A majority of U.S. employers say about one-third of workers do not meet the writing requirements of their positions, according to a survey by the College Board's National Commission on Writing.
"Businesses are really crying out - they need to have people who write better," said College Board President Gaston Caperton.
While writing has always held a spot in American education as one of the three Rs, many say writing clearly and accurately is more important than ever - and not all workers are up to the task.
In a fast-paced workplace, precision and brevity are essential. For e-mails, reports and presentations, the commission found that accuracy, clarity, spelling, punctuation, grammar and conciseness ranked among the most sought-after skills.
"There's no way to say that writing has gotten worse," said Susan Traiman, director of the education initiative for the Business Roundtable. Rather, "the demand has gotten greater."

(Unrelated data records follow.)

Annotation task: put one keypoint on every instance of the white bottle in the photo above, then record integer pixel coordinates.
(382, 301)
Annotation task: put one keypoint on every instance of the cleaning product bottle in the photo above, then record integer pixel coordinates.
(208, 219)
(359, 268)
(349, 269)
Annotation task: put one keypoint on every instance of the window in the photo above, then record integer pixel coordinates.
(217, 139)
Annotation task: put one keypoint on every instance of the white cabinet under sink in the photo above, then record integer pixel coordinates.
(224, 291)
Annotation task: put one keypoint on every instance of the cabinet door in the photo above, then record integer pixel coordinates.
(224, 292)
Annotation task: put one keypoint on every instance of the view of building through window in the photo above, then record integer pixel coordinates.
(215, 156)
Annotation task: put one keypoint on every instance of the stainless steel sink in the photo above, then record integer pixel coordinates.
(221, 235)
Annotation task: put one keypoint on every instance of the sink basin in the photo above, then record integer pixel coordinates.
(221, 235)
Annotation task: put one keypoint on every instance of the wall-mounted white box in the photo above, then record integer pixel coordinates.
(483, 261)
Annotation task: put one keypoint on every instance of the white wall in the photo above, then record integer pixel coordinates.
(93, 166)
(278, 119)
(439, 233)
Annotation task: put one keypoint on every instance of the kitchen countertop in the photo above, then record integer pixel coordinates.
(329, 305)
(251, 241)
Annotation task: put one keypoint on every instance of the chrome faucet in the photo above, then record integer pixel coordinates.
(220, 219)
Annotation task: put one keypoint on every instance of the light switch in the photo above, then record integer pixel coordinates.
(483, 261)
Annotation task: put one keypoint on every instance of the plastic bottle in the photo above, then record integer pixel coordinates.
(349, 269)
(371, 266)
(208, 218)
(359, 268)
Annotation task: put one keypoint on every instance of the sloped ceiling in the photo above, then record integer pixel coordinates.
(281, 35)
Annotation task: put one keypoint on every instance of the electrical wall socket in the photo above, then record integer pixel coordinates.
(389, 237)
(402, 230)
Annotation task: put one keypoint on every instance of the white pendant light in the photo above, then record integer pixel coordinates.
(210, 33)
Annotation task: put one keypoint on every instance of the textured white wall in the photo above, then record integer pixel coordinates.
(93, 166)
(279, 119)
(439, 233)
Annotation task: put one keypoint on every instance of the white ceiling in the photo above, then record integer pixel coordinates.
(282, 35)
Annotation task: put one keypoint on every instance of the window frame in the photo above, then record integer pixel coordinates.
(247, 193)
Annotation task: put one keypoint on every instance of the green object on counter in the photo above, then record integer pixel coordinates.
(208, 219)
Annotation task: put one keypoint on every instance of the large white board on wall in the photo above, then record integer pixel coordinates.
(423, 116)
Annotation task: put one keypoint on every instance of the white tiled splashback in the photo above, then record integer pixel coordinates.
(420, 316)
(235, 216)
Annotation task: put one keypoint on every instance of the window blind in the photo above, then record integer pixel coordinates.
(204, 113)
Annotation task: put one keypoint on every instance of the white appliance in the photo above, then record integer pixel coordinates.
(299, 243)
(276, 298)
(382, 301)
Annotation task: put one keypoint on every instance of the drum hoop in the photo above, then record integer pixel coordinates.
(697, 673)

The commission surveyed Business Roundtable members in six sectors - mining; construction; manufacturing; transportation and utilities; services; and finance, insurance and real estate.
Two-thirds of salaried workers in large U.S. companies have jobs that require some writing - and this includes some of the most technical occupations.

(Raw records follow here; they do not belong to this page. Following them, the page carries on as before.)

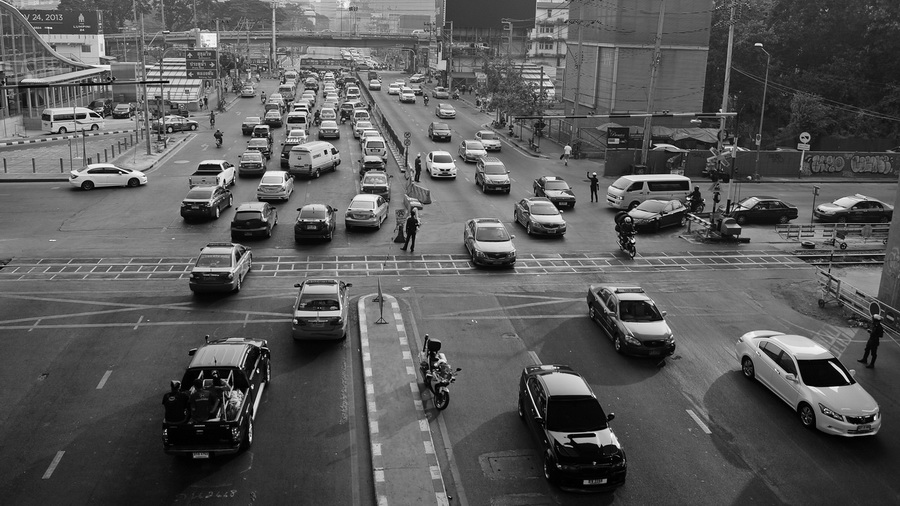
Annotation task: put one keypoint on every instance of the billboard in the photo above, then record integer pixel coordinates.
(64, 22)
(481, 14)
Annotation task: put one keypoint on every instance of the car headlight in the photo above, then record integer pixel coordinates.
(829, 412)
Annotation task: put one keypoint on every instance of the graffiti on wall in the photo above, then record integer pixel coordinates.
(844, 163)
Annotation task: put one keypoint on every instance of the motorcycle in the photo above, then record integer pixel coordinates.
(696, 207)
(628, 244)
(436, 372)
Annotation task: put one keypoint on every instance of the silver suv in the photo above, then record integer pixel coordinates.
(491, 174)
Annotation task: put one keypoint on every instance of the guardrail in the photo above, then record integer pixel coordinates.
(836, 234)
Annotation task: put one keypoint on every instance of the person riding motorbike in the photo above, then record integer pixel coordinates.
(694, 199)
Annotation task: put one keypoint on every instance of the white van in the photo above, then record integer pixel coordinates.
(375, 146)
(288, 91)
(630, 191)
(312, 158)
(296, 119)
(70, 119)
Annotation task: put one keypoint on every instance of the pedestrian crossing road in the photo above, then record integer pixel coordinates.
(23, 269)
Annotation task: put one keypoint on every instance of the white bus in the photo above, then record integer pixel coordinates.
(70, 119)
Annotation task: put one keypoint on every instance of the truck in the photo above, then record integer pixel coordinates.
(211, 411)
(213, 173)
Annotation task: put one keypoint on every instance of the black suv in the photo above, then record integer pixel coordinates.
(579, 449)
(438, 130)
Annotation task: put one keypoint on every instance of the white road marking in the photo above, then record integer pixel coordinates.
(103, 380)
(53, 465)
(697, 419)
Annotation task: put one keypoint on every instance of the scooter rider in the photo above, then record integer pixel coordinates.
(694, 199)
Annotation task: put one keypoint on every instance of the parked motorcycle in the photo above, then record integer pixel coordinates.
(436, 372)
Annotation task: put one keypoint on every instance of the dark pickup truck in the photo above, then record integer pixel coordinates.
(211, 411)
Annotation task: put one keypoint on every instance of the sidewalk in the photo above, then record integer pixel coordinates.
(404, 464)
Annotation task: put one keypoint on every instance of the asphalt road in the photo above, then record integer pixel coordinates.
(89, 354)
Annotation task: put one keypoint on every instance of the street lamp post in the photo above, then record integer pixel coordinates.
(762, 110)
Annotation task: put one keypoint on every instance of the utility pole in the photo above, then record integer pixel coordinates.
(725, 108)
(146, 101)
(654, 71)
(580, 58)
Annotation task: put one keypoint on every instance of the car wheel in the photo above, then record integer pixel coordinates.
(807, 415)
(549, 469)
(747, 368)
(248, 433)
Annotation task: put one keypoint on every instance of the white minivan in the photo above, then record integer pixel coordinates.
(630, 191)
(70, 119)
(310, 159)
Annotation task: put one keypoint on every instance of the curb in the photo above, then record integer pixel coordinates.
(382, 488)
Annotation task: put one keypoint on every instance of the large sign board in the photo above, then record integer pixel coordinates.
(47, 22)
(481, 14)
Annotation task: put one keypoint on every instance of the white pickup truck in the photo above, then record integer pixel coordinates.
(213, 173)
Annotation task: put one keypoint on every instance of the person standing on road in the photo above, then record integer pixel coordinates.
(595, 186)
(567, 152)
(873, 342)
(418, 167)
(412, 226)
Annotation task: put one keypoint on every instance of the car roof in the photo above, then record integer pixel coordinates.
(221, 353)
(251, 206)
(801, 347)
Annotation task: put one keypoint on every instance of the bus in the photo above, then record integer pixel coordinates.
(70, 119)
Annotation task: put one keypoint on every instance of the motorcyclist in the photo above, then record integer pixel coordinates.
(694, 199)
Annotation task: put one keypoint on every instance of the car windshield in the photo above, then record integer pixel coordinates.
(639, 311)
(247, 216)
(375, 179)
(652, 206)
(214, 260)
(824, 373)
(556, 185)
(312, 214)
(544, 209)
(846, 202)
(575, 415)
(318, 302)
(491, 234)
(363, 204)
(748, 202)
(200, 194)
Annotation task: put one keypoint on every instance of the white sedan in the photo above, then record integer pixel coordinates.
(440, 164)
(407, 95)
(811, 381)
(106, 174)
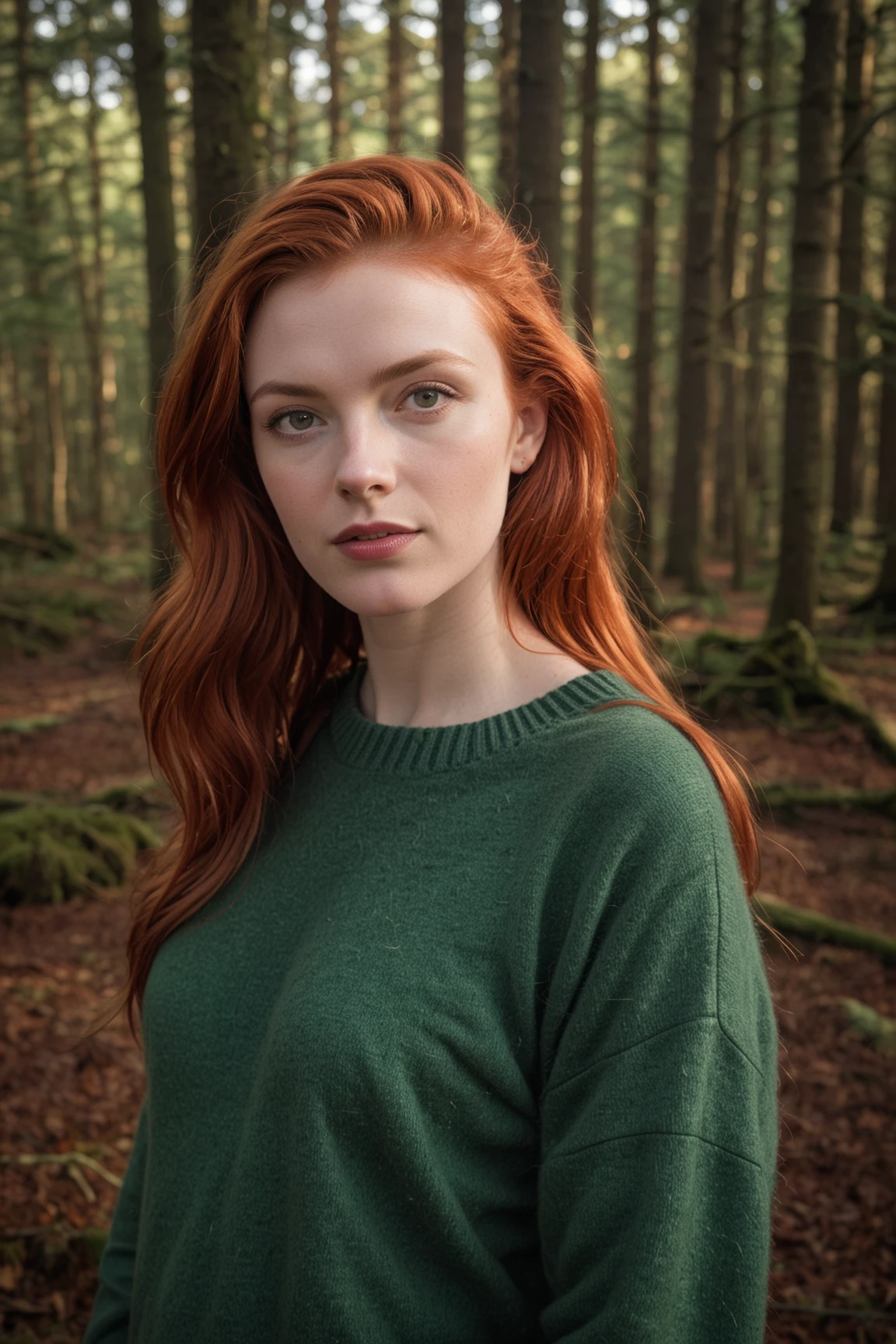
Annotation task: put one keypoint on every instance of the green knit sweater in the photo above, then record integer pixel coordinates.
(478, 1048)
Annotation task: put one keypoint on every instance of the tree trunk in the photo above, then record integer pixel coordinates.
(33, 446)
(162, 247)
(754, 380)
(851, 262)
(23, 441)
(59, 494)
(103, 421)
(93, 350)
(509, 103)
(797, 583)
(684, 548)
(225, 117)
(642, 541)
(585, 285)
(339, 147)
(537, 208)
(265, 145)
(884, 593)
(292, 138)
(730, 439)
(453, 59)
(395, 79)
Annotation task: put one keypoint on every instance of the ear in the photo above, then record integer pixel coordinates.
(531, 429)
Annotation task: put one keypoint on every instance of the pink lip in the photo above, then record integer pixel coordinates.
(382, 548)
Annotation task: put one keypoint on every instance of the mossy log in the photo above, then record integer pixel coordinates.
(781, 674)
(810, 924)
(34, 621)
(38, 541)
(50, 852)
(876, 1028)
(779, 796)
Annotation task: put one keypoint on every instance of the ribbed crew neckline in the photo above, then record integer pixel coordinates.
(398, 749)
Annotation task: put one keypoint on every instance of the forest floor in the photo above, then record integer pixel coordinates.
(65, 1096)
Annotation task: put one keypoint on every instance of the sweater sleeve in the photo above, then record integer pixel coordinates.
(110, 1319)
(659, 1111)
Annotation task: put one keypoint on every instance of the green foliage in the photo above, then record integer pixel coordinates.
(876, 1028)
(53, 851)
(35, 621)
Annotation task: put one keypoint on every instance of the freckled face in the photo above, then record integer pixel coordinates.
(341, 439)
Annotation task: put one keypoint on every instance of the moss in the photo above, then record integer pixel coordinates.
(51, 851)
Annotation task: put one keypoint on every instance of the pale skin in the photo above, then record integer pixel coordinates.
(351, 452)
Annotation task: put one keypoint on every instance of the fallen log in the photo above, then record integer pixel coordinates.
(810, 924)
(778, 796)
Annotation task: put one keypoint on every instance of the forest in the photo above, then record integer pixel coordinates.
(713, 186)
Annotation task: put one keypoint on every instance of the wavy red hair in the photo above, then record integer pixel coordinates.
(241, 649)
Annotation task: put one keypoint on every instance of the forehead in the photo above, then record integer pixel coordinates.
(366, 303)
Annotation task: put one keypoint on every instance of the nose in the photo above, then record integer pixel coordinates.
(366, 463)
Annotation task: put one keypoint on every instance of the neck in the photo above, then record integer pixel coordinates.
(456, 660)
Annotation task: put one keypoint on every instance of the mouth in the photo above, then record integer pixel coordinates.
(371, 533)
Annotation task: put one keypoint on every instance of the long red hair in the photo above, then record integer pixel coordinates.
(240, 652)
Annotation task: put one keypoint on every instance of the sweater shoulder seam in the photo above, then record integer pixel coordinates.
(635, 1045)
(656, 1133)
(722, 1026)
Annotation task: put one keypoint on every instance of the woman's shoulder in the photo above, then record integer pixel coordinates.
(639, 754)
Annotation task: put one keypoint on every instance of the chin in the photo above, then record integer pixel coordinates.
(386, 603)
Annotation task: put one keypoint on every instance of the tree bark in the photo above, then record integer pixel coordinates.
(884, 594)
(103, 421)
(585, 285)
(395, 79)
(339, 147)
(754, 380)
(641, 537)
(33, 448)
(886, 507)
(453, 59)
(58, 444)
(225, 116)
(508, 103)
(162, 247)
(684, 548)
(797, 583)
(728, 480)
(537, 207)
(851, 265)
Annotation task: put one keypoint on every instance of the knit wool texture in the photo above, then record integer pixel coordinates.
(477, 1047)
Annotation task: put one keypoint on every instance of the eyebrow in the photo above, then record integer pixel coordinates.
(383, 375)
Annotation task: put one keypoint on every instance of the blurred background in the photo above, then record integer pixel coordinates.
(715, 188)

"Writing skills tend to be critical more on the salaried side of things, but even for our hourly jobs, to be able to communicate shift to shift," said Thomas Siegele, a human resources manager for paint and glass maker PPG Industries Inc., based in Pittsburgh.
William Raney, president of the industry group West Virginia Coal Association, said writing skills are necessary for such varied groups as electricians, engineers and foremen, who often draft proposals for government agencies and regulatory bodies.

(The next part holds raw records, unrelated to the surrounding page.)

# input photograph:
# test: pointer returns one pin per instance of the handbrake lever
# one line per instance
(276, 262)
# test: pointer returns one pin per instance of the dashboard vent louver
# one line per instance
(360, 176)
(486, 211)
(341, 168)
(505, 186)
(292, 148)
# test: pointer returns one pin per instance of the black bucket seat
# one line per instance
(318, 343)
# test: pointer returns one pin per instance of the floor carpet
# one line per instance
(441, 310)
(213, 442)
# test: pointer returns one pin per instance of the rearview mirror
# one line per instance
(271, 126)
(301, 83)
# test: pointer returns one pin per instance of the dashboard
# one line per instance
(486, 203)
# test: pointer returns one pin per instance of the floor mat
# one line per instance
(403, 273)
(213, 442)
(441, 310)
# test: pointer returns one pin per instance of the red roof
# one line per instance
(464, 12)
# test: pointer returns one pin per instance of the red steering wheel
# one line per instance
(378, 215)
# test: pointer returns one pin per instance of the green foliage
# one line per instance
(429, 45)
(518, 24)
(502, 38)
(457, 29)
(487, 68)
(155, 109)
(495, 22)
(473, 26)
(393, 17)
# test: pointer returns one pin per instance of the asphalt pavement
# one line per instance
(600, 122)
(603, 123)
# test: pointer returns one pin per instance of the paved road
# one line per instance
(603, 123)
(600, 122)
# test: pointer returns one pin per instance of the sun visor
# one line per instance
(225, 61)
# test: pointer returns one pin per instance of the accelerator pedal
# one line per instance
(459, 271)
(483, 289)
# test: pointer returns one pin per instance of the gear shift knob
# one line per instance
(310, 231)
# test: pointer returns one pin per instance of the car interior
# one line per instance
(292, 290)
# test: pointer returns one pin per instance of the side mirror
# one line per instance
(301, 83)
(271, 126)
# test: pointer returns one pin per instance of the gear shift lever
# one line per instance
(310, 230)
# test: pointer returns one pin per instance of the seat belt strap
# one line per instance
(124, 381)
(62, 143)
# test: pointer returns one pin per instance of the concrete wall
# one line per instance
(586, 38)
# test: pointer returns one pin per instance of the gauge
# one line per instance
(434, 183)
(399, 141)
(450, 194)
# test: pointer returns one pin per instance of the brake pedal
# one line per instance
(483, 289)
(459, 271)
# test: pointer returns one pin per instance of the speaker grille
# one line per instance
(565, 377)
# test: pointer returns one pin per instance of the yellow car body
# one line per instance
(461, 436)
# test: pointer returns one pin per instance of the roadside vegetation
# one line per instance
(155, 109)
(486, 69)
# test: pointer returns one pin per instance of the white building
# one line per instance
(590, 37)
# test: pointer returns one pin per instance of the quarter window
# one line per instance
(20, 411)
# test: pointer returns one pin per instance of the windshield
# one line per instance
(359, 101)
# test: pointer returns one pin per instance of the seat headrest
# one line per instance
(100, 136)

"There's a great need to translate the technical to the practical," Raney said.
A majority of survey respondents said about two-thirds of employees - both current workers and new hires - meet writing requirements. However, about one-third of respondents said one-third or fewer of current and new employees met those requirements. While lackluster writing skills do not necessarily impede success in all fields, more than half of the companies surveyed reported that they assess writing in hiring and promoting salaried employees.
The College Board, which administers the SAT, PSAT and Advanced Placement tests, says the responsibility lies with grade schools and universities - but training represents another potential solution.
"You're never too old to learn," said Bob Kerrey, co-chair of the writing commission and president of the New School University in New York City. "It's a skill that is acquirable."
The survey was mailed to 120 resource directors in corporations affiliated with the Business Roundtable. Sixty-four companies, or 53.3 percent, responded, representing nearly 4 million employees.